Review of Triangle

Triangle (2009)
6/10
Decent attempt at a Loop-Mystery, flawed by holes in its inner logic.
10 March 2019
Warning: Spoilers
Triangle is an okay attempt of a time-/purgatory-loop mystery story. It shares a lot of similarities with Time Crimes, but ultimately goes more into the direction of Stay. Camera work and direction are quite good and the cast does an ok job. The effects can be bit cheap at times (the bad CGI of the storm and the approaching Ghost Ship), but that's neglectable.

The whole time loop interaction is done well at first, but ultimately the whole story construct turns out to be inconsistent in the end. The movie can't decide what kind of inner logic it wants to follow.

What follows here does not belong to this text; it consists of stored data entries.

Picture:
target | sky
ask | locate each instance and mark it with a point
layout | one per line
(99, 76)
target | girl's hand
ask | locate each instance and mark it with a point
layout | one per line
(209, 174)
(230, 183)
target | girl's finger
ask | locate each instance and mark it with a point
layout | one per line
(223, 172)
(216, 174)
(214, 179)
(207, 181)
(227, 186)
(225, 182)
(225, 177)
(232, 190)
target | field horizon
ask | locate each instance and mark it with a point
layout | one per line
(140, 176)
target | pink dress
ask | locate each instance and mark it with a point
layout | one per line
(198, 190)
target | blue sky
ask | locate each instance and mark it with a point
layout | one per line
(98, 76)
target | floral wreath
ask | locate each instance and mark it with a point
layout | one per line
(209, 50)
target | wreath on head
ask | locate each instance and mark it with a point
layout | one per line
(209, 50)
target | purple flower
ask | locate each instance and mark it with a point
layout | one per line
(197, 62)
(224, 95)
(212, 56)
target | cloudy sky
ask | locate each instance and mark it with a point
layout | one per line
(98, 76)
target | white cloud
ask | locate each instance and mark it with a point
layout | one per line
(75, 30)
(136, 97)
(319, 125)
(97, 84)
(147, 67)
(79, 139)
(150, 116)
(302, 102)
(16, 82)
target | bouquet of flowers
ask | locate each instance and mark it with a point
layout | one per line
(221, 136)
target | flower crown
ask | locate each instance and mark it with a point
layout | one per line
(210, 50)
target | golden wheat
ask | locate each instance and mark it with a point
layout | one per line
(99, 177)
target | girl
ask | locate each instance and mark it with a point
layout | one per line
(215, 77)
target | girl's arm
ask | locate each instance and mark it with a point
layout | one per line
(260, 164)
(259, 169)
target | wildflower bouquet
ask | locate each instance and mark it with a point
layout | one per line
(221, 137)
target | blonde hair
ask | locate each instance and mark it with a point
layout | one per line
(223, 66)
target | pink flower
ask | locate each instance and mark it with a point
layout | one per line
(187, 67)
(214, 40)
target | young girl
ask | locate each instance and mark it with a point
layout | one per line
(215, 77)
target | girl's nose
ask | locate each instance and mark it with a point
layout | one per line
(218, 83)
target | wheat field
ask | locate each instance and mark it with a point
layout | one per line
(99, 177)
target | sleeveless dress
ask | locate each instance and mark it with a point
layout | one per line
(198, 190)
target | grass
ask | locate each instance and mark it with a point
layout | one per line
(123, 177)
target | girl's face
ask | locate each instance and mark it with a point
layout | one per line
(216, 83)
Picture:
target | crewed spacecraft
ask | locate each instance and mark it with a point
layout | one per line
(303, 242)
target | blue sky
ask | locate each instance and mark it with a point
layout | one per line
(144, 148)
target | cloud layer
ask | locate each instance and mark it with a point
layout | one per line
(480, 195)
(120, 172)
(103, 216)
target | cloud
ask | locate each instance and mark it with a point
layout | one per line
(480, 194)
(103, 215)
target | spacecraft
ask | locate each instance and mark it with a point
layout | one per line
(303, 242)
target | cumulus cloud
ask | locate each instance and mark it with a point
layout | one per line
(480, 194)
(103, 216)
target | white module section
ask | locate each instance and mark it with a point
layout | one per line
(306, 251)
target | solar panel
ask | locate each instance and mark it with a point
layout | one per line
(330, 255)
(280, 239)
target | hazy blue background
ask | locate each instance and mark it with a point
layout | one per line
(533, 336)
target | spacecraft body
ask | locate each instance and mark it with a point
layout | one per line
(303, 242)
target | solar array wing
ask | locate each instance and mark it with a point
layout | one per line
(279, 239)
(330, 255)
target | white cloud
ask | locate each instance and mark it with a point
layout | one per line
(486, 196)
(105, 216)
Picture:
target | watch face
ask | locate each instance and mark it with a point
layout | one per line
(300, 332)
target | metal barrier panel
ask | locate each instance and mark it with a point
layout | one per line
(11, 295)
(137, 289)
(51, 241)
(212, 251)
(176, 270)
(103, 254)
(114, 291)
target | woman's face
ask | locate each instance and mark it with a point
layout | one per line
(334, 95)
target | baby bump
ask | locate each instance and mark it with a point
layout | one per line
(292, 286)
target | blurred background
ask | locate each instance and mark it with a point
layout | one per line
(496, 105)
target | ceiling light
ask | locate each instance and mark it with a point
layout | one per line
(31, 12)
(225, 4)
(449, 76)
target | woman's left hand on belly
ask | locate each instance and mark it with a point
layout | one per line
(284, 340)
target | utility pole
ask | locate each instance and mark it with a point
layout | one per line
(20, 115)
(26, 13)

The most obvious interpretation is that the protagonist Jess has mistreated and killed her autistic Son (and herself?) by accident and is now trapped in a purgatory-loop for eternity (like Sisyphus from ancient Greek mythology, who is mentioned aboard the ghost ship that is named after his father Aeolus, and who is punished for cheating death by having to roll a stone up a hill only to watch it roll down over and over again). This is the interpretation I would deem most likely, but there are a number of contradictions to this in the movie.

Two variations of that interpretation would be, that Jess is in a coma (after the car accident) and this is all a dream, or that she just died, but her soul can't accept that and is dreaming up this endless loop until she can make peace with the death of her son and herself and move on to afterlife.

Another possibility would be, that she is actually in some kind of time-loop, caused by the Bermuda triangle (hence the movie title). The ghost ship Aeolus is a cruise ship from the 1930s. But this seems unlikely, and therefore the title may be disappointingly misleading for some viewers.

A very funny interpretation I found in an online comment, that really made me laugh: The whole loop is a scheme of sea gulls who want to take revenge on Jess for killing one of them with the car and also want countless bodies to pile up on the Aeolon on which they can feed.^^

Now let's get to the inconsistencies:

  • At the end of this incarnation of Jess's loop that we follow through the movie, she has killed her abusive former self and later her son in a car accident. The taxi driver seems to be death/Charon, who offers her to pass over to an afterlife, but she (always) seems to decide to try the loop again, to save her son. But what happened before the very first loop? If the real/original abusive Jess killed herself and her son in that car accident, what sense does the whole boat trip make, since she never experienced that? If only her son died and she went on the trip, how then does she end up in purgatory (the Loop-Jesses on the ship never actually die or kill each other)?


  • Why does Jess lose her memory when completing and resetting the overarching loop, and just keeps a vague déjà vu, while after the loop resets on the Aeolon she can remember everything?


  • What continues to exist and what disappears with each reset of the loops is very inconsistent as well: the 100s of notes, necklaces, bodies of her killed friends and bodies of the sea gulls before the car accident keep piling up. At the same time though, there seem to be only 3-4 parallel Jesses at work on the Aeolon and only one Jess around her house. Shouldn't there be exactly the same number of Jesses as there are bodies and objects? It would make more sense if the objects would reset with each loop.


  • The Aeolon: The first reset of the sub-loop aboard the ship starts with a hanging gramophone record, that seems synched with the looping/stuttering happenings aboard the ship at that moment. Also the clock of Jess is synced with that of the dining hall, but different from that of her friend Greg. In the first loops the food in the dining hall is fresh, later its suddenly rotten. How does this all add up?


  • The behavior of Jess: Why is Jess hiding all the time instead of talking to her friends or the other Jesses? Where does the notion that killing everybody will reset the timeline originally come from? Why does she just accept that and goes on a killing spree?


  • At one time she actually tries to change something and stops the hooded Jess from shooting the couple. That alternate hooded Jess now takes the couple to Room 237 (nice Shining reference btw. and it's also the address of Jess's house) and stabs the guy. His wife escapes only to end up dying on a pile of bodies of former iterations of herself. The problem here: The Jess we follow, never becomes that alternate hooded Jess that she stops, so where does that Jess come from and what happens to her? She also stops the first Jess from killing the guy with the headwound. What happened to him in this alternate loop?


As you can see, this movie really gets you thinking. It's still mostly enjoyable to watch and I would recommend this movie to everyone who loves these kinds of stories. But it isn't as clever as it believes itself to be and can't decide on a consistent inner logic.